Hoja suelta de opinión del profesor Gilberto Loaiza Cano. Licenciado en Filología, Master en Historia y Doctor en Sociología. Profesor titular del Departamento de Filosofía, Universidad del Valle. Premio Ciencias Sociales y Humanas, Fundación Alejandro Ángel Escobar, 2012. Línea de investigación: Historia intelectual de Colombia.

jueves, 15 de octubre de 2009

LA PRENSA Y LA OPINIÓN EN LOS INICIOS REPUBLICANOS, 1808-1815 (I)

PINTADO EN LA PARED No.18


Introducción

A partir de 1808 hubo cambios ostensibles en la producción y circulación de periódicos en Hispanoamérica. Los prospectos de los periódicos de entonces y la legislación sobre libertad de imprenta, entre 1808 y 1815, testimonian una intensa mutación entre el personal letrado que admitía la importancia persuasiva, didáctica, de la prensa. Cualquier cronología básica sobre la historia de la opinión pública debe otorgarle a estos años la importancia de una primera etapa que les demuestra a los políticos letrados que el taller de imprenta, que las libertades en el ejercicio de la opinión, que la difusión escrita de impresos publicados con alguna regularidad, eran indispensables en los balbuceos de la formación de un sistema republicano.

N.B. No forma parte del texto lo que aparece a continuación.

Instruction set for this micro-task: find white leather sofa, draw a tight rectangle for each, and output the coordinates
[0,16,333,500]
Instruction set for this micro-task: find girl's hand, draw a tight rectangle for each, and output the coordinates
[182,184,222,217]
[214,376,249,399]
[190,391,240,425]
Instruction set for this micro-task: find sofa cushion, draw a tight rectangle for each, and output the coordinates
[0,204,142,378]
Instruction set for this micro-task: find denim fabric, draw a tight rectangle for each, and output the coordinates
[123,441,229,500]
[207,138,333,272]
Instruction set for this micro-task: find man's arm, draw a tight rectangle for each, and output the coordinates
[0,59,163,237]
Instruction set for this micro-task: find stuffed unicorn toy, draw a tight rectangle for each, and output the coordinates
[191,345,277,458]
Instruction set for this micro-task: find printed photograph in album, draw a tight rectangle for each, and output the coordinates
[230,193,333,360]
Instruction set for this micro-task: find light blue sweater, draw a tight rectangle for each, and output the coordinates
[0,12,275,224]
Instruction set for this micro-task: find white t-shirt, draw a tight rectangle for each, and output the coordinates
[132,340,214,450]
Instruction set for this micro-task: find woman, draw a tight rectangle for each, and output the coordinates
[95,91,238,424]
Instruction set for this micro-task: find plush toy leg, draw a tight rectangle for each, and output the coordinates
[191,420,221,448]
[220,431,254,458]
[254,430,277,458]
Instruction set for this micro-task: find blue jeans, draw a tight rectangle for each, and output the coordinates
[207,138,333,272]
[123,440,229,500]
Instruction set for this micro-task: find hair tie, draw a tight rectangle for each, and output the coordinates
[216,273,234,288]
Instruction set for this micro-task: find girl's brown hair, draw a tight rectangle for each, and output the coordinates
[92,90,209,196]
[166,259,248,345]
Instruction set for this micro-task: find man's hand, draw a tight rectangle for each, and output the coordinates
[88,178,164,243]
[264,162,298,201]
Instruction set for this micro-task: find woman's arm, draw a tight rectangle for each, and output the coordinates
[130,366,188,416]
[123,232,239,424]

Ciertas circunstancias empujaron a las elites hispanoamericanas a recurrir de manera cada vez más sistemática al uso de publicaciones regulares que sirvieran para hacer circular sus opiniones, sus prácticas legislativas en representación del “pueblo”. La circunstancia más evidente fue la incertidumbre política que obligó a aquellos individuos a competir en la exposición de variantes doctrinales para legitimar un viejo o un nuevo orden. Otro factor fue la tradición deliberante y crítica que, en el caso de la elite criolla, podría encontrar despliegue erigiéndose como tribunal supremo de la opinión. Para el personal criollo de aquellos años no eran nada extraños los efectos didácticos y persuasores del periodismo; tampoco ignoraban, ni mucho menos, un arsenal retórico aprendido dentro y fuera de los protocolos de la educación durante la segunda mitad del siglo XVIII y que les sirvió para expresar sus opiniones y para legitimarse como un grupo selecto de individuos que sabían ejercer con regularidad el uso de la razón. Hubo una matriz cultural que les permitió a los hombres letrados de la época, principalmente sacerdotes católicos y abogados, acudir a un repertorio de estrategias discursivas exhibidas con alguna destreza, en ciertos casos con excepcional lucidez. Eso les sirvió para debatir entre iguales, para cuestionar antiguas autoridades e instituciones y, quizás lo más importante, para asentarse como miembros de una república de las letras que hallaron en la opinión pública política un medio muy eficaz de legitimación.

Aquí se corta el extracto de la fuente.